For content published on other types of websites, such as forums, blogs, or news sites, contact the site owner or webmaster directly and request removal.
Use Google Search Console for Websites You Own
If you own a website and want to remove specific pages or content from Google's index, Google Search Console gives you direct control:
- Sign in to search.google.com/search-console and verify ownership of your site.
- Navigate to the Removals section in the left menu.
- Submit a temporary removal request for any URL you want de-indexed.
- For permanent removal, delete or noindex the page on your server first, then submit the request in Search Console.
This approach is especially useful if you have old personal pages, outdated blog posts, or test pages that are exposing information you no longer want public.
Set Up Google Alerts for Ongoing Monitoring
Even after cleaning up your search results, new mentions of your name can appear at any time. Google Alerts is a free tool that notifies you whenever Google indexes new content matching your search terms:
- Go to google.com/alerts.
- Enter your full name in quotes, for example "Jane Smith". Create separate alerts for name variations, your phone number, and your home address.
- Choose how often you want to receive alerts: as they happen, once a day, or once a week.
- Select the email address where you want notifications delivered.
Google Alerts is a simple but effective way to stay aware of new exposures so you can act quickly.
How PrivacyOn Helps Clean Up Your Google Search Results
The steps above work, but they demand significant time and ongoing effort. With hundreds of data broker sites feeding personal information into Google's index, manual opt-outs can take 40 or more hours, and the information often reappears within months as brokers re-add your records.

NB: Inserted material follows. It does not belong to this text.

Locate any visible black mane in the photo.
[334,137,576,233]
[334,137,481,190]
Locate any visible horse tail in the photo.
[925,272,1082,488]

PrivacyOn automates this entire process. When you sign up, PrivacyOn scans data broker and people search sites to find every listing tied to your name. It then submits opt-out requests on your behalf and continuously monitors for re-listings. As your profiles are removed from these source sites, the corresponding Google search results lose their content and eventually drop out of the index.
This approach tackles the root of the problem. Rather than playing an endless game of whack-a-mole with individual Google results, PrivacyOn cuts off the supply of personal data at its source. You receive regular reports showing which sites have been cleaned up and your overall privacy status, so you can see measurable progress over time.
Take Control of Your Search Results Today
Removing yourself from Google search results is not a one-time task. It requires a combination of using Google's own tools, requesting removal from source websites, and monitoring for new exposures. Start with the Results About You dashboard and Google Alerts for immediate wins, then address data brokers systematically, either on your own or with the help of a service like PrivacyOn, to achieve lasting results.